Dataset - https://www.kaggle.com/lakshmi25npathi/imdb-dataset-of-50k-movie-reviews

# Problem 1
 Apply all the preprocessing techniques that you think are necessary

In [1]:
import pandas as pd
import numpy as np

In [2]:
# Reading the CSV file and storing the data in a DataFrame 'df'
full_df = pd.read_csv("../archive/IMDB Dataset.csv")

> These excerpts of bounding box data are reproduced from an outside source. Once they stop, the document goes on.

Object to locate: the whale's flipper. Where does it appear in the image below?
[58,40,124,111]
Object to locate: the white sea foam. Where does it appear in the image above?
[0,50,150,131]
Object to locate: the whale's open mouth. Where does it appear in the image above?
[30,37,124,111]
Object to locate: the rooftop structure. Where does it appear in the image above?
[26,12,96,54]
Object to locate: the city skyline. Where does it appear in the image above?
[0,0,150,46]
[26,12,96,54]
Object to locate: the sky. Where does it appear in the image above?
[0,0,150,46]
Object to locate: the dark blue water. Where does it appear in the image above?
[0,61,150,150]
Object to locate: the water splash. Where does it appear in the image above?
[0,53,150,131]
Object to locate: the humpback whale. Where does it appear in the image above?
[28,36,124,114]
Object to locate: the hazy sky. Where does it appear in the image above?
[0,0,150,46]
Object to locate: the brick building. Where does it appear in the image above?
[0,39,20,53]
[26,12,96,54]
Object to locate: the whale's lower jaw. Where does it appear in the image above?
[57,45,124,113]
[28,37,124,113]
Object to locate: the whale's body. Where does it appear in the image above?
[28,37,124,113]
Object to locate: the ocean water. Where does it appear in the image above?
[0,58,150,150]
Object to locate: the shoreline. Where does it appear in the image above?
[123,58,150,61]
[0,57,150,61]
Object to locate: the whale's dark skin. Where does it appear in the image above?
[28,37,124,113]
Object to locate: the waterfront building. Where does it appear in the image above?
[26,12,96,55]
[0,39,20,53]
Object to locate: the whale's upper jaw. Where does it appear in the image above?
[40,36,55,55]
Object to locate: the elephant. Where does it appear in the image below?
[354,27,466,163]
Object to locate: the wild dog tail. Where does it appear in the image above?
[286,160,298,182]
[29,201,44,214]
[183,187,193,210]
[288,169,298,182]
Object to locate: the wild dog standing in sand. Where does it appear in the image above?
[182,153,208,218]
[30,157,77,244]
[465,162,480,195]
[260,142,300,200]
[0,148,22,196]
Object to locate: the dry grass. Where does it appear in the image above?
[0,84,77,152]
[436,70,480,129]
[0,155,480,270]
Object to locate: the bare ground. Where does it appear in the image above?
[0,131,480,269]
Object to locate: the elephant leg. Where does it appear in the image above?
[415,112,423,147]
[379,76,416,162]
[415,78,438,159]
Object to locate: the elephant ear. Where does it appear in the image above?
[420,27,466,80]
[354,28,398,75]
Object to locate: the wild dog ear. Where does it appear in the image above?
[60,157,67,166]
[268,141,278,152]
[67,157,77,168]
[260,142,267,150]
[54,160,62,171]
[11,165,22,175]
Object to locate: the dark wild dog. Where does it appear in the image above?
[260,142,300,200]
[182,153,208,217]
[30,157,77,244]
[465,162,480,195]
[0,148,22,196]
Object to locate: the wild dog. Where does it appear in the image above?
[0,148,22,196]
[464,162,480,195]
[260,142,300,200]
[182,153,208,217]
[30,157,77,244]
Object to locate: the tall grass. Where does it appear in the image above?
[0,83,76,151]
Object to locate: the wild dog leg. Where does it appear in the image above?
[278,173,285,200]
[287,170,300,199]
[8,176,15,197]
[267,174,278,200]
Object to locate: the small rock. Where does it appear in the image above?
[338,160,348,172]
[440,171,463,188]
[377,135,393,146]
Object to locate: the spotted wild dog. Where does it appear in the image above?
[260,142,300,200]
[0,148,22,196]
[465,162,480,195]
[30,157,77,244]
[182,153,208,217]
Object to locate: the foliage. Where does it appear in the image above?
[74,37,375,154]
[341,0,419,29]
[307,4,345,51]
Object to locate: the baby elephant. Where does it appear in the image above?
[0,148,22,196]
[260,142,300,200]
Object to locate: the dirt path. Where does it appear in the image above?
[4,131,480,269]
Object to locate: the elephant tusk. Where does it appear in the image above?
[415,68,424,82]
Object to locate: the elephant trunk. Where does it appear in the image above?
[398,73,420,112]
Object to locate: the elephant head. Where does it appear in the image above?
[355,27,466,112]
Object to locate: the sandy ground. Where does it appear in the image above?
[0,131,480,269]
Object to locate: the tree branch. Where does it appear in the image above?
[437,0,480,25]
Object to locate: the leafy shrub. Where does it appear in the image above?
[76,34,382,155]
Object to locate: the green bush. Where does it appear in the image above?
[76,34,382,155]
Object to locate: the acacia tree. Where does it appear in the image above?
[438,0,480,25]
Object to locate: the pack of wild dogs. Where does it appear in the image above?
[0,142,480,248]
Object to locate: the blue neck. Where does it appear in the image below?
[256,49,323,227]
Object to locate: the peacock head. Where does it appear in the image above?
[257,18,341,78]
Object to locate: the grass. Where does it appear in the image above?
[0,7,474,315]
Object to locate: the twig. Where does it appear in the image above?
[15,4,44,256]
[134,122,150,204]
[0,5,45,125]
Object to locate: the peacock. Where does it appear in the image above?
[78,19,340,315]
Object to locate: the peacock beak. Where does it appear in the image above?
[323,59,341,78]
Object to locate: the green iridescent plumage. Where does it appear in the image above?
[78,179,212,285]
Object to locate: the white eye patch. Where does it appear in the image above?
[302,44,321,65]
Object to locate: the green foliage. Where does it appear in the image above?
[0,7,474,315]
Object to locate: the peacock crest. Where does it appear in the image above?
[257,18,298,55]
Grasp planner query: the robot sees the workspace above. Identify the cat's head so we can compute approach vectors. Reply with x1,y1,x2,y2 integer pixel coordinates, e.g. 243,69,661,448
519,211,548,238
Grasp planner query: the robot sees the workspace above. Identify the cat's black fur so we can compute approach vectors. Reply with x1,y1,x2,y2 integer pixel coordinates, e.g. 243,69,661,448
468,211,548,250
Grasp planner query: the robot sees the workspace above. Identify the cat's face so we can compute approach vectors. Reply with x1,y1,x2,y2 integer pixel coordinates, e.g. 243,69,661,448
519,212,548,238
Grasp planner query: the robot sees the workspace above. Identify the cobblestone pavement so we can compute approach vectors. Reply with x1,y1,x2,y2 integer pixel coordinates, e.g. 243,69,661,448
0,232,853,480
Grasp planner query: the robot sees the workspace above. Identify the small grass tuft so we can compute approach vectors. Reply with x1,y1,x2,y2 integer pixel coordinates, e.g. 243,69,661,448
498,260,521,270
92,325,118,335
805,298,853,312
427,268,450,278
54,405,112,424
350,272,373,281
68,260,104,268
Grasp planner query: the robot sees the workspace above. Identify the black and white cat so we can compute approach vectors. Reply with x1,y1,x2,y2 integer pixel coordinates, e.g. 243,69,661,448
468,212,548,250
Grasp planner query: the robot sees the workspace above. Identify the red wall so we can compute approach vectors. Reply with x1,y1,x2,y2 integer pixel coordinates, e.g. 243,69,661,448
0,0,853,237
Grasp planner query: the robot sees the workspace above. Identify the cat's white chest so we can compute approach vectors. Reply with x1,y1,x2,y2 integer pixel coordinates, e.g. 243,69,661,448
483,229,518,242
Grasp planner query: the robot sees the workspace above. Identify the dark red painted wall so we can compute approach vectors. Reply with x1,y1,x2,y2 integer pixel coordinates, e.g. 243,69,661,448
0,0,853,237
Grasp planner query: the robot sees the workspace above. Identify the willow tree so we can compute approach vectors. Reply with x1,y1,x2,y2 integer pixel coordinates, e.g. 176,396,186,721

df = full_df[:1000].copy() # For time saving purpose

In [3]:
df

Unnamed: 0,review,sentiment
0,One of the other reviewers has mentioned that ...,positive
1,A wonderful little production. <br /><br />The...,positive
2,I thought this was a wonderful way to spend ti...,positive
3,Basically there's a family where a little boy ...,negative
4,"Petter Mattei's ""Love in the Time of Money"" is...",positive
...,...,...
995,Nothing is sacred. Just ask Ernie Fosselius. T...,positive
996,I hated it. I hate self-aware pretentious inan...,negative
997,I usually try to be professional and construct...,negative
998,If you like me is going to see this in a film ...,negative


## Lowercasing 

In [4]:
df['review'] = df['review'].str.lower()
df.sample(5)

Unnamed: 0,review,sentiment
615,it starts out like a very serious social comme...,negative
666,this was a fine example of how an interesting ...,positive
176,this movie took me by surprise. the opening cr...,positive
893,a good ol' boy film is almost required to have...,negative
0,one of the other reviewers has mentioned that ...,positive


## Removing HTML tags

In [5]:
import re 
def remove_html_tags(text):
    pattern = re.compile('<.*?>')
    return pattern.sub(r'',text)

In [6]:
df['review'] = df['review'].apply(remove_html_tags)
df.sample(5)

Unnamed: 0,review,sentiment
55,as someone has already mentioned on this board...,negative
147,francis ford coppola wrote and directed this s...,positive
517,is it a perfect movie? no. it is a weird adapt...,positive
422,"first and foremost, i loved the novel by ray b...",negative
838,"very typical almodóvar of the time and, in its...",positive


## Removing URL's 

In [7]:
import re
def remove_url(text):
    pattern = re.compile(r'https?://\S+|www\.\S+')
    return pattern.sub(r'',text)

In [8]:
df['review'] = df['review'].apply(remove_url)
df.sample(5)

Unnamed: 0,review,sentiment
607,"this film is, quite simply, brilliant. the cin...",positive
689,considering this film was released 8 years bef...,positive
287,i saw this movie last night and thought it was...,positive
984,this is a very noir kind of episode. it begins...,positive
5,"probably my all-time favorite movie, a story o...",positive


## Removing Punctuations 

In [9]:
import string
exclude = string.punctuation
def remove_punc1(text):
    return text.translate(str.maketrans('','',exclude))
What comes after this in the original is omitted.